Una serie di riflessioni sulla prima legge di bilancio redatta da un governo di destra: alcune promesse mantenute, altre meno. C’è prudenza, si vede meno la prospettiva.
La legge di bilancio non è il collage di tanti provvedimenti diversi, valutabili separatamente. Se viene scritta in quel modo a predisporla è un cattivo governante. Se viene modificata con quello spirito a emendarla è un cattivo legislatore. Se viene esposta e valutata in quella chiave a farlo è un cattivo giornalismo. Se ne può discutere questo o quell’aspetto, ma va prima di tutto considerata nel suo significato unitario. Se c’è.
Nella prima legge di bilancio redatta da un governo di destra si è escluso di sfondare i conti e iscrivere a debito il costo di tutte le promesse elettorali. Ed è positivo. A promettere più spese, più deficit e più debito erano stati Lega e Forza Italia, mentre Fratelli d’Italia aveva tirato il freno e promesso responsabilità. Che l’argine tenga è un bene. Eppure il deficit, rispetto ai conti del governo Draghi, passa dal 3,9 al 4,5% del Prodotto interno lordo, il che non ha destato reazioni e lo spread è rimasto basso. L’aumento non deriva (tanto) da decisioni politiche, ma dal maggiore costo del debito. Quando si dice che questo o quel titolo del debito è andato “a ruba”, ci si dimentica di aggiungere che pagano bene, aumentando la spesa. Se il mercato non reagisce ruvidamente, dando l’aumento per scontato, non significa che si possa dimenticare che quel costo crescerà ancora, togliendo margine ad altre spese.

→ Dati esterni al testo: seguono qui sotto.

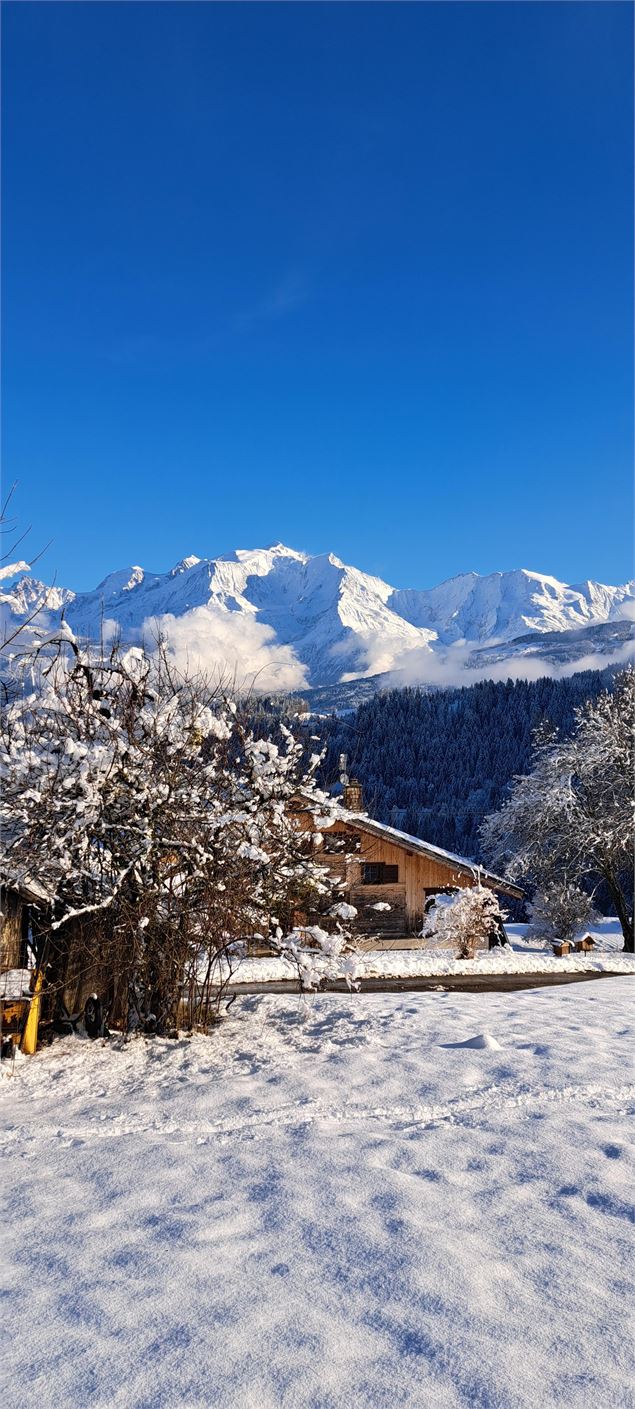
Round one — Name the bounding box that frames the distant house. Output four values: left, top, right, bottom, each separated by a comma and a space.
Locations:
294, 782, 522, 940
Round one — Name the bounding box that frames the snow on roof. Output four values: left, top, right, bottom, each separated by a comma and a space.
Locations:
333, 808, 523, 897
1, 869, 51, 906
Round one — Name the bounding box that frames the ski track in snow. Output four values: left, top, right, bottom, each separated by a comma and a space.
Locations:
4, 1079, 635, 1153
2, 980, 634, 1409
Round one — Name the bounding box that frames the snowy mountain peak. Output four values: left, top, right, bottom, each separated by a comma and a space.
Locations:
261, 541, 308, 558
170, 555, 202, 576
3, 543, 633, 690
232, 543, 307, 566
95, 566, 146, 596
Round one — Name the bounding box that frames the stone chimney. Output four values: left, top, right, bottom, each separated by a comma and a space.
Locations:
342, 778, 364, 812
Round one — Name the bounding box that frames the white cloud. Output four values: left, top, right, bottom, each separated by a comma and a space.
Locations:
333, 623, 635, 691
335, 630, 438, 683
385, 637, 635, 690
101, 618, 122, 646
140, 604, 308, 695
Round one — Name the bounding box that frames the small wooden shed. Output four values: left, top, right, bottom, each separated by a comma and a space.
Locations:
0, 877, 49, 971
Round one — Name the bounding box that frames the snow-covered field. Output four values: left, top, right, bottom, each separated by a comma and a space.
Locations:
2, 978, 634, 1407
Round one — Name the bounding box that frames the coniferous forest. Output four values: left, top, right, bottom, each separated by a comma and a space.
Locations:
315, 669, 615, 861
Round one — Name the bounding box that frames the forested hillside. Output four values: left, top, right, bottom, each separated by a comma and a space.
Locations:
316, 670, 614, 860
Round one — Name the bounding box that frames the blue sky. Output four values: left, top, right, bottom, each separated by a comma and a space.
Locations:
2, 2, 633, 592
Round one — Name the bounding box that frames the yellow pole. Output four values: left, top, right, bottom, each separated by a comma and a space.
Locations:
21, 970, 44, 1055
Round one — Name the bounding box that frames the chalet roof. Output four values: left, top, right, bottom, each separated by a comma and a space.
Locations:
332, 808, 524, 899
0, 870, 51, 907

Sarebbe stato un incrocio fra sciocchezza e presunzione supporre che il nuovo governo potesse dare subito corpo alle promesse elettorali. Anche solo quelle (vaghe) condivise dall’intera coalizione di destra. Chi per questo li critica gareggia in demagogia. Quel che conta è capire se il governo descriva un percorso chiaro e pluriennale, rendendo coerenti i primi passi. E qui le cose si fanno nebbiose, perché avere scelto di puntare su mozziconi di promesse – dal fisco alle pensioni – senza spiegare come possano mai essere interamente compatibili con la stabilità finanziaria fa sì che non si capisca dove intendano andare a parare, tanto meno poterne valutare la coerenza.

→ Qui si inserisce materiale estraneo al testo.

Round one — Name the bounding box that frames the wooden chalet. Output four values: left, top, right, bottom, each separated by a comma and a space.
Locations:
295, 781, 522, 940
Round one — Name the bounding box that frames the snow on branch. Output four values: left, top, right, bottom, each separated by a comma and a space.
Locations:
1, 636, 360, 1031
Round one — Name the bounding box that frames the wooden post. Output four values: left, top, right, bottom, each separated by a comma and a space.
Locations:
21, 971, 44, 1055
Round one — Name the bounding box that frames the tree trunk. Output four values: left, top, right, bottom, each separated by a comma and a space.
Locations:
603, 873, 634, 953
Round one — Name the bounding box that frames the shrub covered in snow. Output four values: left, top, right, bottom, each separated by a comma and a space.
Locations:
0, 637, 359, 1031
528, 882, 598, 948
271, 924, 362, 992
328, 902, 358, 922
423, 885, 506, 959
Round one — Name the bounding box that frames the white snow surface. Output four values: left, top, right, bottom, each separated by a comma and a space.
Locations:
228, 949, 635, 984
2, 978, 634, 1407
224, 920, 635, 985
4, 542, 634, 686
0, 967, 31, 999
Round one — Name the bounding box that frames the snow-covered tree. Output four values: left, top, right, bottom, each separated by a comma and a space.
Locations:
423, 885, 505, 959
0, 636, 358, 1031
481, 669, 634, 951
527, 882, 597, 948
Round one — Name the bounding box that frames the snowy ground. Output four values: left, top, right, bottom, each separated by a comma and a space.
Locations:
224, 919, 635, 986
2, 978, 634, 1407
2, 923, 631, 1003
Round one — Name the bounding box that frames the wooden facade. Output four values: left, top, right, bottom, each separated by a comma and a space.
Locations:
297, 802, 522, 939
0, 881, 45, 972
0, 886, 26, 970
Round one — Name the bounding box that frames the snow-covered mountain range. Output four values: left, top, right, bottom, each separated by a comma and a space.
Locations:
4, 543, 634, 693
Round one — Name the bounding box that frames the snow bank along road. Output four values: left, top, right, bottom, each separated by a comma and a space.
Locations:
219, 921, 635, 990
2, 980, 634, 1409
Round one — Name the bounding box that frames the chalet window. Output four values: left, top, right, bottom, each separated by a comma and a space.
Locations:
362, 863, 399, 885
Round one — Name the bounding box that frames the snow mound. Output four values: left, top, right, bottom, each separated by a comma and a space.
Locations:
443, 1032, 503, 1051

Prendiamo il Reddito di cittadinanza: la destra ha detto chiaramente di volerlo cancellare (anche se una delle componenti, la Lega, contribuì a crearlo). Mettiamo pure che “cancellare” diventi “modificare”: chi è in grado di lavorare ci vada. Basta un rifiuto per perdere il beneficio. Bene. Ci sono, però, percettori che non hanno mai rifiutato nulla, ma ai quali neanche nessuno ha mai proposto alcunché. Allora non basta tagliare l’esborso, perché quella non è una riforma, un cambiamento, semmai dovrebbe esserne la conseguenza. Ad esempio: integrazione fra uffici del lavoro e agenzie private, con banca dati nazionale sia di domanda e offerta che di assistenza. Non è un problema dire che ci vuole tempo, lo è non dire dove si voglia arrivare.

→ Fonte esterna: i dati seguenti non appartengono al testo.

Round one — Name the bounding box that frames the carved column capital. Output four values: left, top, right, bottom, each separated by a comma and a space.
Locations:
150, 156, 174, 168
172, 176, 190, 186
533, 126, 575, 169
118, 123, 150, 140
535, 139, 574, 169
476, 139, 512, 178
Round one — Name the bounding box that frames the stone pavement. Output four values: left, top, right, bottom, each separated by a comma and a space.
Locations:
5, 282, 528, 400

L’elevazione della soglia entro la quale un autonomo può utilizzare un regime forfettario (che non è manco per niente una flat tax) non significa nulla e riguarda una percentuale minima di contribuenti. Il problema non è la ridotta portata, ma il non sapere cos’altro significhi se non dare “un segnale”. Manca lo sfondo di una riforma fiscale documentata. Tassare le multinazionali unisce in coro la destra e la sinistra ideologiche, ma significa poco. O, meglio, per quel che significa ci lavora la Commissione europea. Se tassi le consegne a domicilio, però, tassi i clienti. E se detassi l’Iva per quattro centesimi a ogni euro per pane e pasta, non se ne accorge il cliente ma il maggiore incasso del venditore. Se rimangono intenzioni, sono pure segnali equivoci.
C’è la prudenza. Si vede meno la prospettiva. In ultimo: la legge dovrà essere approvata entro il 31 dicembre e l’esame parlamentare sarà compresso. Di questo la destra si lamentò spesso. Ora che si trova a fare quel che detestò, perché non c’è alternativa, potrebbe usare l’inconveniente per ragionare, con l’opposizione, sulla riforma di quel procedimento. Anche ipotizzando la non emendabilità, cui si lega la caduta del governo nel caso di bocciatura.